"When we got to the front door, we asked, 'Who are you?'

"The man replied, 'A friend; open quickly.' So the door was opened; and who should it be but our honest gondola-man, with a letter, a bushel of salt, a jug of molasses, a bag of rice, some tea, coffee, and sugar, and some cloth for a coat for my poor boys; all sent by my kind sisters!

"How did our hearts and eyes overflow with love to them, and thanks to our Heavenly Father for such seasonable supplies! May we never forget it! Being now so rich, we thought it our duty to hand out a little to the poor around us, who were mourning for want of salt; so we divided the bushel, and gave a pint to every poor person who came for it—having abundance left for our own use. Indeed, it seemed to us as if our little store was increased by distribution, like the bread broken by our Saviour to the multitude."

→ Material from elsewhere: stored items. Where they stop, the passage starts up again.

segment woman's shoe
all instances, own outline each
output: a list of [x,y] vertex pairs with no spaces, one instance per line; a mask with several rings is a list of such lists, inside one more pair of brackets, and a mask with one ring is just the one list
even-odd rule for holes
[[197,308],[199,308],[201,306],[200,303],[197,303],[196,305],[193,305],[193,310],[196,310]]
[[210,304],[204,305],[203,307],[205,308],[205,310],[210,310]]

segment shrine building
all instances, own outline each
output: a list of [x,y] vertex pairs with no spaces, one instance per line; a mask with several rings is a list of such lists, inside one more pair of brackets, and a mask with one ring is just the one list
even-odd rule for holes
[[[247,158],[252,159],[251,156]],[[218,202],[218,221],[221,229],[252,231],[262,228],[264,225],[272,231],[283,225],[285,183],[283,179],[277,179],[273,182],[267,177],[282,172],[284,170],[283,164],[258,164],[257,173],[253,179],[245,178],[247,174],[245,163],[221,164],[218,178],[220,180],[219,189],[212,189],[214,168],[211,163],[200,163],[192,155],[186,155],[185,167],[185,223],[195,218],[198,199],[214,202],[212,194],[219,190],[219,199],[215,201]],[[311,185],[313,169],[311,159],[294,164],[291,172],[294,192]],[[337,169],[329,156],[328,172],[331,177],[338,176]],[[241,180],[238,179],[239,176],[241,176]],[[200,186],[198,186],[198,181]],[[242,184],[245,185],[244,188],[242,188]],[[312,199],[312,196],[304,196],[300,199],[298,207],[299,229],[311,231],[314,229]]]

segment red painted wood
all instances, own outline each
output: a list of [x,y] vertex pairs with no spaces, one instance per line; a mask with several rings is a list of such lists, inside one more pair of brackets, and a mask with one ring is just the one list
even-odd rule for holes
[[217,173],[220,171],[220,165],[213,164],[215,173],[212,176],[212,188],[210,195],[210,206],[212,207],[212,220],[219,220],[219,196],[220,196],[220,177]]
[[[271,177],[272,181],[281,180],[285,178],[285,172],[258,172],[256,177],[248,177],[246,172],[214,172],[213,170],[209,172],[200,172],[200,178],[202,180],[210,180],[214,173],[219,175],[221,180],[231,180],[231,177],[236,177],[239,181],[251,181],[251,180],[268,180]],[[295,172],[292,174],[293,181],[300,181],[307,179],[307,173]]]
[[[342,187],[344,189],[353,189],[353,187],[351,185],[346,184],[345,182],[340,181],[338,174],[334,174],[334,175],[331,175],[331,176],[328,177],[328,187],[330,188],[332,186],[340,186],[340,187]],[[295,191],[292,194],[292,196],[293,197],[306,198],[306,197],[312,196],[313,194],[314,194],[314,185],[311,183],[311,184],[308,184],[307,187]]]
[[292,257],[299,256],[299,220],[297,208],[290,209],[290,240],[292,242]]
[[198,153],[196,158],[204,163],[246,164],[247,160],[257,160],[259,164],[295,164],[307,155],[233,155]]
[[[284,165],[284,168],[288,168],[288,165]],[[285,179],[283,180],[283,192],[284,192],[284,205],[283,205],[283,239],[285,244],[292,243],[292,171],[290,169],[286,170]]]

NOBLE EXAMPLE OF PIONEERS.

In every rank, or great or small,
'Tis industry supports us all.
Gay.
Count life by virtues—these will last
When life's lame-footed race is o'er.
Mrs. Hale.

In the year 1843, the Hon. Samuel Wilkeson, of Buffalo—since deceased—communicated to the American Pioneer, a series of papers entitled "Early Recollections of the West." They present a graphic, yet painful picture of the perils, hardships and sufferings attendant on back-woods life in the midst of the aboriginal foresters. His father's family was one of twenty that removed from Carlisle and the adjacent towns, to the western part of Pennsylvania, in the spring of 1784. He pays the following tribute to the industry, perseverance and pious efforts of the mothers of the band:

The labor of all the settlers was greatly interrupted by the Indian war. Although the older settlers had some sheep, yet their increase was slow, as the country abounded in wolves. It was therefore the work of time to secure a supply of wool. Deerskin was a substitute for cloth for men and boys, but not for women and girls, although they were sometimes compelled to resort to it. The women spun, and generally wove all the cloth for their families, and when the wife was feeble, and had a large family, her utmost efforts could not enable her to provide them with anything like comfortable clothing. The wonder is, and I shall never cease to wonder, that they did not sink under their burthens. Their patient endurance of these accumulated hardships did not arise from a slavish servility, or insensibility to their rights and comforts. They justly appreciated their situation, and nobly encountered the difficulties which could not be avoided.